Когда нам было по пятнадцать, я лежала вот также и разглядывала его спящим, прежде чем приходилось покинуть его спальню, улизнув через окно. Я изучала его, запоминая каждую веснушку, каждую ресничку, каждую морщинку полных от сна губ и страдальческое хныканье. Даже когда он был рядом, то казался недосягаемым. Слишком хорошим. Слишком чистым. Я дразнила его по этому поводу, но в глубине души была согласна с его матерью. Я знала, что погублю его. Я бы испачкала,
В сознании мелькают и исчезают вспышки воспоминаний, сцены того, что происходило несколько часов назад. Закрыв глаза, я пытаюсь сфокусироваться, но все размыто. Словно я была свидетелем, наблюдающим сквозь густой цветной дым, а не непосредственным участником.
Кончики пальцев горят, я помню, как водила ими по губам Леви. Как целовала его. Вкус цитруса и виски. Было ли это на самом деле, или это всего лишь мой очередной сон под действием дурмана? Будь я пьяной или под кайфом, каждый раз мне снился Леви.
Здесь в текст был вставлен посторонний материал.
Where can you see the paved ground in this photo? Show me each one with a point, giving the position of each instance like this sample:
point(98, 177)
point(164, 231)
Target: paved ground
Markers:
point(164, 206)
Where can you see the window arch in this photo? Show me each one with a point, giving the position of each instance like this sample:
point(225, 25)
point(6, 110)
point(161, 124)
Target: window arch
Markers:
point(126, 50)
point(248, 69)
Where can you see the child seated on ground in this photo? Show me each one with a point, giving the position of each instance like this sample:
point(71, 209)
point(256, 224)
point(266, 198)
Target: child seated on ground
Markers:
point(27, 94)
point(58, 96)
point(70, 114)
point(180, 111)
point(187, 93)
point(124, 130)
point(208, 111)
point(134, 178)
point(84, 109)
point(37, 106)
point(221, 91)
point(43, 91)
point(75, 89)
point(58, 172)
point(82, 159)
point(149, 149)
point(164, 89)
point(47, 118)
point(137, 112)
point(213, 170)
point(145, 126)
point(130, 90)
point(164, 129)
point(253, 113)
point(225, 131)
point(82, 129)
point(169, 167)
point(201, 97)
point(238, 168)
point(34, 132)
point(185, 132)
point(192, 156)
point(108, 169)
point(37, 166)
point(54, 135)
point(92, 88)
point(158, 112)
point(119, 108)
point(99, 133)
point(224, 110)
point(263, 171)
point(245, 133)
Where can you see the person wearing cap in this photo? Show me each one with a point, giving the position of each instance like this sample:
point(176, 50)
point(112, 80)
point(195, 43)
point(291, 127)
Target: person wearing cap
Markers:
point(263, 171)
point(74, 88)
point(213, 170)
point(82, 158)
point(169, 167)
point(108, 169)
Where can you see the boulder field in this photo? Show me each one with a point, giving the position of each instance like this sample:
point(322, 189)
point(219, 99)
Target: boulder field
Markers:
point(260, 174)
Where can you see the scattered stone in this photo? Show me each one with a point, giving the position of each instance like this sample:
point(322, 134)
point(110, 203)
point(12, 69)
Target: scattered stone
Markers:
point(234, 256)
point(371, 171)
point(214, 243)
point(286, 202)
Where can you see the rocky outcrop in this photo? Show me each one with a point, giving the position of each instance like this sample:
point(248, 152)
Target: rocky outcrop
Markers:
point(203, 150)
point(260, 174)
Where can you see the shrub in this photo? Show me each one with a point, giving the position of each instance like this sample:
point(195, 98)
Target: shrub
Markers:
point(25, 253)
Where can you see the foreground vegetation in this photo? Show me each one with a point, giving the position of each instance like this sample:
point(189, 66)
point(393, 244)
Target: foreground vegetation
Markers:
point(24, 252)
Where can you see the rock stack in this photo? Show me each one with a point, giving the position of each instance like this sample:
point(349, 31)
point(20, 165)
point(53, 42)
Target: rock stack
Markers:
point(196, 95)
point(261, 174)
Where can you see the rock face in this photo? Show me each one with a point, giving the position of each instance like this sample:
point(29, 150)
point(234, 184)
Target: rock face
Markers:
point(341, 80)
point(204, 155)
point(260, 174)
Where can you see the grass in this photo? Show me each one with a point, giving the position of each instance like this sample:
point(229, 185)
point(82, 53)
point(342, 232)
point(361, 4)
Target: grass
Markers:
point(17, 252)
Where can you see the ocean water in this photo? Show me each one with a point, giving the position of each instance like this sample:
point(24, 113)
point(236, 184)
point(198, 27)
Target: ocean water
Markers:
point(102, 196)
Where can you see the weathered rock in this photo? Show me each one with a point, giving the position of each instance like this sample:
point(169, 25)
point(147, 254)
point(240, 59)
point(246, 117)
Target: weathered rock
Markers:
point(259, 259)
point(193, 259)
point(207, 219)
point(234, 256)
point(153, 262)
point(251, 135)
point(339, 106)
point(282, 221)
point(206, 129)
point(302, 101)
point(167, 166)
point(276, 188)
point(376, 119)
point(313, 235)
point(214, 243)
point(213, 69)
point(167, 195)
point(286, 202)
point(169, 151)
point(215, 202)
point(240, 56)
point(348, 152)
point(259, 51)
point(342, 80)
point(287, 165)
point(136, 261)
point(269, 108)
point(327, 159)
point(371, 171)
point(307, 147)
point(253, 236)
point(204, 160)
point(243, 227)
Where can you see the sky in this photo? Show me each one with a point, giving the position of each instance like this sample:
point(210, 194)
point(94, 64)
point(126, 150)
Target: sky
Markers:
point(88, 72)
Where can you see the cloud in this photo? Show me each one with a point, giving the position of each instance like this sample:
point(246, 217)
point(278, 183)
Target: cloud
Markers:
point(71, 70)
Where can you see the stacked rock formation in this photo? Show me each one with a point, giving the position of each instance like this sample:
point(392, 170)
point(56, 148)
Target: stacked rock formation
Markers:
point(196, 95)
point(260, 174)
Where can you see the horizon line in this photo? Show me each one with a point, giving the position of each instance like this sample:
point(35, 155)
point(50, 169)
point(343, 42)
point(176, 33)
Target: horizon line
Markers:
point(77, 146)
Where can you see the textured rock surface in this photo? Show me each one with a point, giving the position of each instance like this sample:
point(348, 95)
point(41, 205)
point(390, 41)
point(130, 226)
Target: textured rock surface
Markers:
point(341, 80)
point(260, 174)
Я тянусь к его губам и слегка провожу по ним пальцами. Во сне его брови хмурятся, нос морщится, и я сдерживаю смех. Я делаю это снова: провожу подушечками пальцев по его нижней губе.
— Что ты делаешь?
Хриплый голос заставляет меня подпрыгнуть и издать испуганный писк. Он ухмыляется, но глаз не открывает, и я прыскаю от смеха, толкая его в грудь.
— Ты напугал меня, задница.
Он сжимает меня в объятиях и приоткрывает один глаз.
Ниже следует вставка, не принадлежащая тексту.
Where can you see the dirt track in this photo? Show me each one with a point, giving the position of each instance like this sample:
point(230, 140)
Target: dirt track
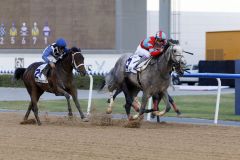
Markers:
point(59, 138)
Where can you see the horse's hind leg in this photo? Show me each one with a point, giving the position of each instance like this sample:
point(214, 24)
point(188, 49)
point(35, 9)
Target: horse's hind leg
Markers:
point(168, 105)
point(74, 96)
point(36, 93)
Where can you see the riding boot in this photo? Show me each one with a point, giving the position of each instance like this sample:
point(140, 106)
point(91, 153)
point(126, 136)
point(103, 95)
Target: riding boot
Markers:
point(142, 59)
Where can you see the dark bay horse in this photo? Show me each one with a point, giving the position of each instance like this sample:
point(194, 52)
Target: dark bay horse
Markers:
point(72, 59)
point(153, 80)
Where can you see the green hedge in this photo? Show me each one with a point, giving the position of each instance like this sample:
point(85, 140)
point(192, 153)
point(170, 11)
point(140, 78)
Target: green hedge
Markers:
point(82, 82)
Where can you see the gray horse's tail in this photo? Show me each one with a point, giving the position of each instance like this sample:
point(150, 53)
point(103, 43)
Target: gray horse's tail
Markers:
point(19, 73)
point(102, 85)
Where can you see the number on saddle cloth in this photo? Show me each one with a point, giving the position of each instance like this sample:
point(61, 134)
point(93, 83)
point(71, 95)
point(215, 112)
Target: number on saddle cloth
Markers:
point(131, 63)
point(39, 76)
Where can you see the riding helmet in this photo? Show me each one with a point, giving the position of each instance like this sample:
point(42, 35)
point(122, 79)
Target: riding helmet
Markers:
point(161, 35)
point(61, 42)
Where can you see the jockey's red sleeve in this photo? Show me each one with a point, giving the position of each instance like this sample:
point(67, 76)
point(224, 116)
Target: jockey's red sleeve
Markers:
point(155, 53)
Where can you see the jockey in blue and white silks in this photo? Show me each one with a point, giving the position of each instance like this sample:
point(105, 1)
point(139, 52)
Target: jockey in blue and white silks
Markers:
point(51, 55)
point(54, 52)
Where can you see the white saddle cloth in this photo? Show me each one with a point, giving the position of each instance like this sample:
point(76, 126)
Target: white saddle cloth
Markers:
point(39, 77)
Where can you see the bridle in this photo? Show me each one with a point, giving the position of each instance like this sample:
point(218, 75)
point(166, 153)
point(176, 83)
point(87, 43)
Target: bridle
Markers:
point(74, 62)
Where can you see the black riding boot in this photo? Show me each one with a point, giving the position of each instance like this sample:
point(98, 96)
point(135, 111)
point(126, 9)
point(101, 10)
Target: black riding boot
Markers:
point(142, 59)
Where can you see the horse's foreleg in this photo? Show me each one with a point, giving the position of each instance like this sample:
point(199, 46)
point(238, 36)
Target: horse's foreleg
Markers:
point(143, 106)
point(70, 114)
point(111, 102)
point(35, 111)
point(168, 105)
point(136, 104)
point(77, 104)
point(28, 111)
point(174, 105)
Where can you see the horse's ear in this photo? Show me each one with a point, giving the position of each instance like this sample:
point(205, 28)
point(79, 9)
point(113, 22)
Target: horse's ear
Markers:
point(170, 43)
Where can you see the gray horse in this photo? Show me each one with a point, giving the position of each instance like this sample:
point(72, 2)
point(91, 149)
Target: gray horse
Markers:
point(153, 80)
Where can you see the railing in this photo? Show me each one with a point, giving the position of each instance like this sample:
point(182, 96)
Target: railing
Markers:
point(218, 76)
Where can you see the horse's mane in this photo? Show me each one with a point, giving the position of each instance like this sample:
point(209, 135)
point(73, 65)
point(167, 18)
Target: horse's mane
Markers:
point(73, 49)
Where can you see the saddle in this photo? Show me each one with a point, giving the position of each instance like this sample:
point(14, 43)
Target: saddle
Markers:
point(135, 64)
point(41, 73)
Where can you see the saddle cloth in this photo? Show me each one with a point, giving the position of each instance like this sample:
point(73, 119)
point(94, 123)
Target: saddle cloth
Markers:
point(133, 61)
point(39, 77)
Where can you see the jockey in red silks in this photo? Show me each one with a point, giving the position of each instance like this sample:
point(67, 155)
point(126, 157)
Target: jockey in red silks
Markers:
point(151, 46)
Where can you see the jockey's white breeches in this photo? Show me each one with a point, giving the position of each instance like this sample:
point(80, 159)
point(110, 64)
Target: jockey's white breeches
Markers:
point(142, 52)
point(52, 59)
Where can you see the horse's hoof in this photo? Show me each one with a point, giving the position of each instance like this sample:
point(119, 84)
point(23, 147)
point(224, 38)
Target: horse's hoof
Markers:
point(157, 113)
point(153, 115)
point(137, 116)
point(109, 111)
point(85, 119)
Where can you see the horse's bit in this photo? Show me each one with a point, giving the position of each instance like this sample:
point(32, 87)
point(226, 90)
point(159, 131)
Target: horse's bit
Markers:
point(74, 62)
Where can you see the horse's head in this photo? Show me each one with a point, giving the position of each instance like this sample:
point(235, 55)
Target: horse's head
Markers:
point(176, 57)
point(78, 60)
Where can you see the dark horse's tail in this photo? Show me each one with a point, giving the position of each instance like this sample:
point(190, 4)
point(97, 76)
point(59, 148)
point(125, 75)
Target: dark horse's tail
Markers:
point(19, 73)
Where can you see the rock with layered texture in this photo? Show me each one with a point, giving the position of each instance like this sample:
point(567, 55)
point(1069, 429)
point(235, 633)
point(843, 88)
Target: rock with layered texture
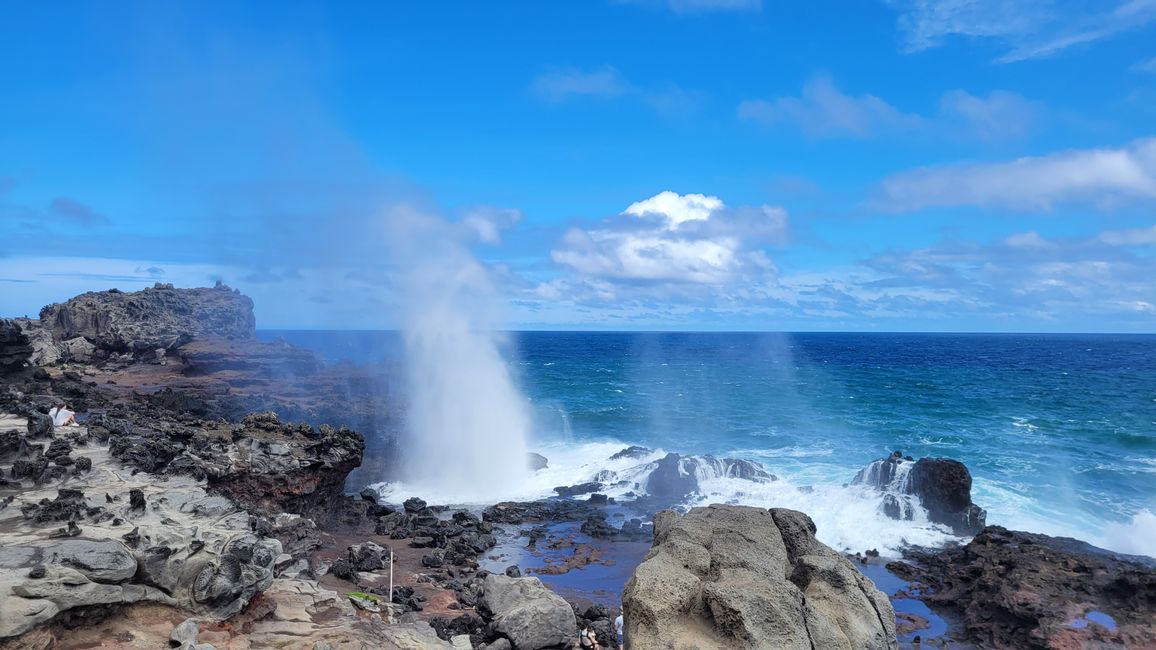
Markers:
point(1032, 591)
point(527, 613)
point(183, 548)
point(15, 347)
point(941, 486)
point(161, 317)
point(732, 576)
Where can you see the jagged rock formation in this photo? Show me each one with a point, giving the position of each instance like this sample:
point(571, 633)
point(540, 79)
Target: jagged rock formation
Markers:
point(1032, 591)
point(731, 576)
point(939, 485)
point(676, 477)
point(111, 539)
point(161, 317)
point(15, 348)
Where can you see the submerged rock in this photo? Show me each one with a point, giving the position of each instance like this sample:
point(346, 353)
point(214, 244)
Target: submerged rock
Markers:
point(732, 576)
point(1032, 591)
point(939, 485)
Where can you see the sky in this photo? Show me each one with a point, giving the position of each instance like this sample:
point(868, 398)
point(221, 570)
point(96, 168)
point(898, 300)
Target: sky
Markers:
point(613, 164)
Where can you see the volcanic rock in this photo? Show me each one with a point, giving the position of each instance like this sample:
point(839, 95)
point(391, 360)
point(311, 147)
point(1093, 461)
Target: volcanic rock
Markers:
point(1024, 590)
point(527, 613)
point(731, 576)
point(160, 317)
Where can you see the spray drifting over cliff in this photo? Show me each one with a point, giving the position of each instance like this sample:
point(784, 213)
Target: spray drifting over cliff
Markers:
point(467, 423)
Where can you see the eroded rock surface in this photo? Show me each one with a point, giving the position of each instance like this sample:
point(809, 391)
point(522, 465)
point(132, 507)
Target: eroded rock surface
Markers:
point(1032, 591)
point(732, 576)
point(161, 317)
point(941, 486)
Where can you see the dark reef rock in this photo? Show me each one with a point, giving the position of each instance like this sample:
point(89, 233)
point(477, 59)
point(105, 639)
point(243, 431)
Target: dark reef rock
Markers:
point(731, 576)
point(1023, 590)
point(161, 317)
point(632, 451)
point(535, 462)
point(940, 485)
point(15, 348)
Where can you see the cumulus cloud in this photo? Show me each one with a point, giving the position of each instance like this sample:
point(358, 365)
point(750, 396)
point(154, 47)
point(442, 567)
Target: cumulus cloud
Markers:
point(1103, 177)
point(679, 238)
point(823, 110)
point(1027, 29)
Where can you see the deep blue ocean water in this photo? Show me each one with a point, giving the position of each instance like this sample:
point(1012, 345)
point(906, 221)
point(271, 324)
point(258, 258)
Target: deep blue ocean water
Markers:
point(1059, 431)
— Почему ты щупаешь меня, как маньячка?
Я стираю с лица все эмоции и медленно поднимаю бровь.
— Просто проверяю, настоящий ли ты.
Он открывает второй глаз и ласково улыбается.
— Я настоящий, если ты настоящая.
Я смотрю ему в глаза. С каждой минутой восхода солнца его лицо видится четче.
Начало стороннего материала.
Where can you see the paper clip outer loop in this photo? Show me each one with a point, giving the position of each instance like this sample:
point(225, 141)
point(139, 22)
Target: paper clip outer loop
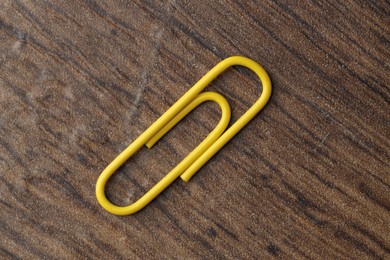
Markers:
point(204, 151)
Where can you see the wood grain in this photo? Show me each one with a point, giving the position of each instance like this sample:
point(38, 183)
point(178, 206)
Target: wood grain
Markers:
point(307, 178)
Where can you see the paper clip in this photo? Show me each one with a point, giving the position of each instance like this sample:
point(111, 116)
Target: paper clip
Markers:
point(204, 151)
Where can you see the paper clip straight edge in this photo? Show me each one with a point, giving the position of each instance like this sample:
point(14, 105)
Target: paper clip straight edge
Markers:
point(171, 113)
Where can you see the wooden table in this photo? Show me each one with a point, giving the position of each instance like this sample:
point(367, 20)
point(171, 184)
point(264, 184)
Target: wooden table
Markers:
point(307, 178)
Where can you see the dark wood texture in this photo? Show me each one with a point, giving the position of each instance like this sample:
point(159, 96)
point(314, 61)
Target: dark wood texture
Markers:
point(307, 178)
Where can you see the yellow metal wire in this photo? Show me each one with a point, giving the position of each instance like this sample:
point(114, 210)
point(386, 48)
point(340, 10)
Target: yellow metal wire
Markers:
point(204, 151)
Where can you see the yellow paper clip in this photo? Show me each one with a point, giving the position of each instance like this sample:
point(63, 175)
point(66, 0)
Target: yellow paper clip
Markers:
point(204, 151)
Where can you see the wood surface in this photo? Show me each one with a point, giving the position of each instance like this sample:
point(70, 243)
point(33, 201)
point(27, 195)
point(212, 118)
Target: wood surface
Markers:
point(307, 178)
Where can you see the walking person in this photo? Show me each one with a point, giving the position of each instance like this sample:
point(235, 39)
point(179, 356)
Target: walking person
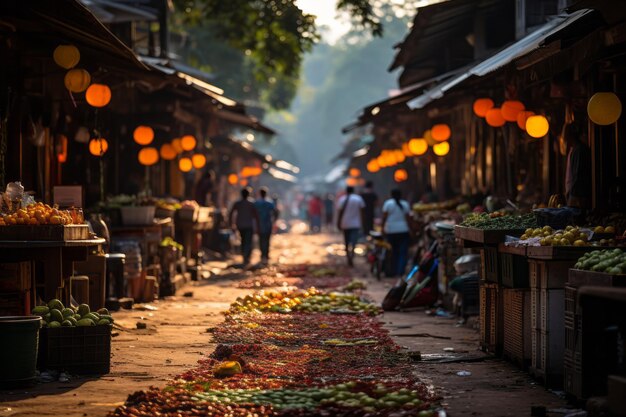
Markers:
point(371, 199)
point(349, 220)
point(396, 228)
point(267, 216)
point(247, 219)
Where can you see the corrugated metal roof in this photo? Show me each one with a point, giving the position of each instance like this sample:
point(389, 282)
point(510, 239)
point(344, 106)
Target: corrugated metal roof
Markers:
point(527, 44)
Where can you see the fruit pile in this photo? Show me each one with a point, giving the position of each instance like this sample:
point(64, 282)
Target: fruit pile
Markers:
point(278, 356)
point(511, 222)
point(37, 214)
point(55, 314)
point(570, 236)
point(609, 261)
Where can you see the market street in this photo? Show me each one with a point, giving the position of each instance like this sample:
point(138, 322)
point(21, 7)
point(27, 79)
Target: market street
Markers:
point(176, 338)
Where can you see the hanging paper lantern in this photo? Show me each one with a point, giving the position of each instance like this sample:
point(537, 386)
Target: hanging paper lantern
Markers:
point(441, 149)
point(494, 117)
point(418, 146)
point(167, 152)
point(482, 106)
point(537, 126)
point(185, 164)
point(441, 132)
point(98, 95)
point(372, 166)
point(143, 135)
point(400, 175)
point(511, 108)
point(522, 117)
point(98, 147)
point(66, 56)
point(77, 80)
point(148, 156)
point(198, 160)
point(188, 142)
point(178, 147)
point(604, 108)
— Как ты себя чувствуешь? — спрашивает он все еще хриплым ото сна голосом. Я пожимаю плечами.
— Отлично. А что?
— Ночью ты была совсем не в себе… — Он не заканчивает предложение и изучает мое лицо в поисках… я не знаю чего. — Что ты помнишь?
Я сканирую свой мозг, прежде чем ответить, затем перечисляю все, что, как я знаю, было правдой.
— Вечеринка на пляже. Костер. Побережье океана. Потеряла одну сережку. Танцы с тобой. Мэйбс и Кристал поссорились, затем помирились, а затем ушли вместе после того, как Джона сказал им прекратить трахаться на пляже.
Я хихикаю, и губы Леви изгибаются. Он кивает. Мэйбл очень разозлилась на Джону, но в этом нет ничего нового. Эти двое собачатся как брат с сестрой. Я бы беспокоилась, как это повлияет на группу, если бы не была уверена, что они ругаются не со зла. Джона — защитник и планировщик. Мэйбл — его полная противоположность, поэтому они бодаются.
Когда улыбка Леви исчезает, у меня покалывает затылок.
— Что? — Он отвечает не сразу, поэтому я снова настаиваю. — Леви, что?
— Ты помнишь что-нибудь о Шоне?
Под его испытующим взглядом мне хочется ёрзать. Хочется отвести взгляд, но я не могу. Вместо этого смотрю ему в глаза, копаясь в воспоминаниях прошлой ночи. Торрен. Таблетки. Потом Шон…
Я отшатываюсь, мои глаза расширяются. Леви прикусывает губу и медленно кивает. Я мотаю головой влево-вправо.
— Нет… — выдыхаю я. Не может быть. Это не правда.